American Folklife Center, Library of Congress
I graduated in 1975. (I started with the second class to register as graduate students in the new MA program in Folk Studies.)
Where do you currently work?
I am the director of the American Folklife Center at the Library of Congress. The Center is home to the largest ethnographic archive in the nation (perhaps the world), and it exists as both a division of the Library of Congress and a national service organization for the field. We have a staff of 24 at the Center, with another 20 staff members assigned to the Veterans History Project. As director, I serve as a division chief for LOC Library Services and I also direct the Center under the guidance of a 25 member Board of Trustees. The Center is charged with "preserving and presenting American folklife" (Public Law 94-201). We do this by collecting, preserving and making accessible multi-format folklife, ethnomusicology and oral history collections of national and international significance, as well as producing media programs, publications, symposia, concerts, lectures, exhibits and other public programs (on-site and online). In addition, I serve as a consultant and delegate to international cultural policy entities such as WIPO, UNESCO and OAS.

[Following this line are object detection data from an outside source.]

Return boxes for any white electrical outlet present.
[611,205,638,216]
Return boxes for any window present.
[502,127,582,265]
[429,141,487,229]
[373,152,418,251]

Tell me about your career.
When I graduated from WKU, I worked briefly at Berea College's Appalachian Museum and then was tapped to be the first "state folk arts coordinator" for Florida. At the time (1976) there were only six state folklorists and the field of public folklore was very new. It was a marvelous experience. I had a one year grant from NEA that developed into a permanent position, and then an entire Florida Folklife Program was created. My one year in Florida turned into a twelve year stay. During this time I took a one year sabbatical and completed my course work for a PhD in Folklore and Folklife from the University of Pennsylvania (1985-86) and I finally graduated in 1992 (it's hard to write a dissertation while working fulltime!). In 1989 I was selected to be the first "regional" folklorist, and my family and I moved to Atlanta where I began work for the Southern Arts Federation. This was a terrific way to work in collaboration with the nine state folklorists in the South and it is marvelous that a WKU graduate, Teresa Hollingsworth, is now doing a terrific job continuing and expanding on that position. In 1999 I became the director of the American Folklife Center (taking over from founding director, Alan Jabbour) and I have been here ever since. This is the most rewarding position that I can imagine and I continue to learn new things every day, especially from the AFC/VHP staff -- a terrific cadre of professional folklorists, ethnomusicologists, archivists and oral historians.
How has folklore prepared you?
My career has been entirely in public folklore, and I guess my colleagues and I (from the mid 1970s) would be considered "pioneers" in this field. WKU offered the first MA degree that was geared toward work beyond the academy and this was a key to my career path and how I developed as a folklorist. My work as a student assistant in the WKU Folklore Archive proved to be invaluable and my field work experiences informed all of the survey work that I eventually did in Florida and beyond. The WKU curriculum and emphasis on real-world applications of folkloristics is a model for preparing students for public folklore work.